Improving Health and Readiness Anytime, Anywhere—Always

Across AMSUS, DHA leaders further outlined the agency’s continuing efforts to transform the MHS and fulfill the agency’s mission to improve health and readiness for its more than 9.6 million beneficiaries.

Dr. Brian Lein, DHA Assistant Director of Health Care Administration, spoke about the vital need for standardization to stabilize the core of the MHS.

“You’ve heard from General Crosland about where she wants the organization to go, completely redesigning the system of how we deliver health care,” said Lein. “Standardization is the key to getting there quickly. Without standardization, you’re never going to get optimization.”

Naomi Escoffery, DHA’s chief innovation officer and deputy to the deputy assistant director of acquisitions and sustainment and chief accelerator oficer, talked about the improving the patient experience.

“We’re focused on a digital first, people-centered system of care,” said Escoffery. “We are utilizing technology that meets the patient’s where they are. You’ll hear often within the DHA that we’re bringing the hospital to the patient. That that’s our goal. That’s what we’re driving for. We want to create a space that’s simplified to amplify the patient experience.”

U.S. Air Force Col. Thomas Cantilina, Chief Health Informatics Officer, DHA, offered his perspective on lessons learned from the MHS GENESIS rollout and how these lessons factor into improving patient care.

MHS GENESIS is the Department of Defense’ single electronic health record that is now operational at all military hospitals and clinics worldwide after a phased deployment that started September 2019.

“We learned early on that implementing MHS GENESIS was a change management project, not an information technology management project. The difficult thing was changing that paradigm of what your workflow was,” said Cantilina. “If we want to adopt a new technology, we have to go back to the workflow.”

“Think about the concept of a workflow and integrating people into it. How do we make care easier for the patient to get what they need?” said Cantilina. “Not what you want to give them—what they need.”

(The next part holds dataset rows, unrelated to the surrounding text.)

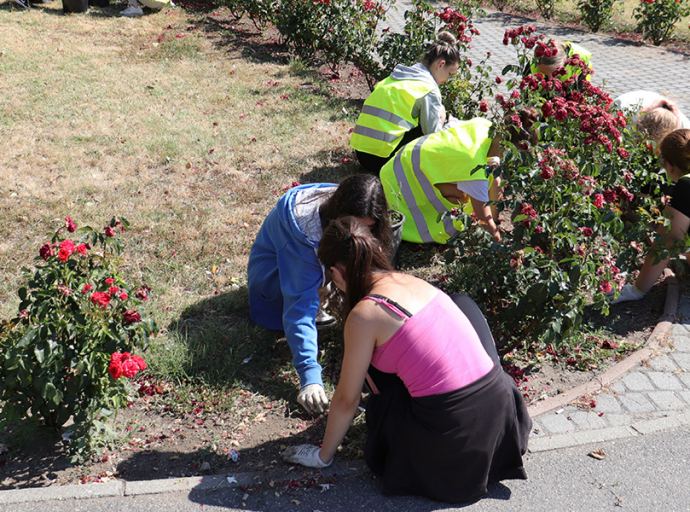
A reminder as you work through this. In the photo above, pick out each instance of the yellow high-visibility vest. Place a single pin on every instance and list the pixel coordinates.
(387, 115)
(573, 49)
(409, 178)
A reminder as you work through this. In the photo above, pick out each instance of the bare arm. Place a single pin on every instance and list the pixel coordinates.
(483, 213)
(360, 341)
(676, 231)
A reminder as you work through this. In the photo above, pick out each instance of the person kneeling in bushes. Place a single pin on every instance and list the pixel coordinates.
(675, 154)
(135, 7)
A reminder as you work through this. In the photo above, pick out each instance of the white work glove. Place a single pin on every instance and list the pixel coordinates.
(313, 398)
(305, 454)
(628, 293)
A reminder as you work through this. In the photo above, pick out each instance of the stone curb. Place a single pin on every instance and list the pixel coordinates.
(117, 488)
(659, 334)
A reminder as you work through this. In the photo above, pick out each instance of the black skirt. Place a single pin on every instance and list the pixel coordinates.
(447, 447)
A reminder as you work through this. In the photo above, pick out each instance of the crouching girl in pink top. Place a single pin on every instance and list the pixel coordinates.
(443, 420)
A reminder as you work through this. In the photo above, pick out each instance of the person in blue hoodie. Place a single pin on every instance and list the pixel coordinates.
(406, 105)
(285, 275)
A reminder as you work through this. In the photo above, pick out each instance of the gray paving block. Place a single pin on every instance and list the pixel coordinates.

U.S. Navy Cap. Meghan Corso, chief of behavioral health clinical operations for the DHA, outlined DHA efforts to make best use of its behavioral health resources.

“We’ve started to recognize that some folks who need help may not have a diagnosable behavioral health condition, and may benefit from other services,” said Corso. “This approach allows us to look at the whole person to really meet their needs and achieve their goals.”

Corso is referencing the Targeted Care program, which matches individual needs to the appropriate mental health resource, whether a behavioral health consultant, mental health provider, family life counselor or other resources depending in the patient’s initial assessment.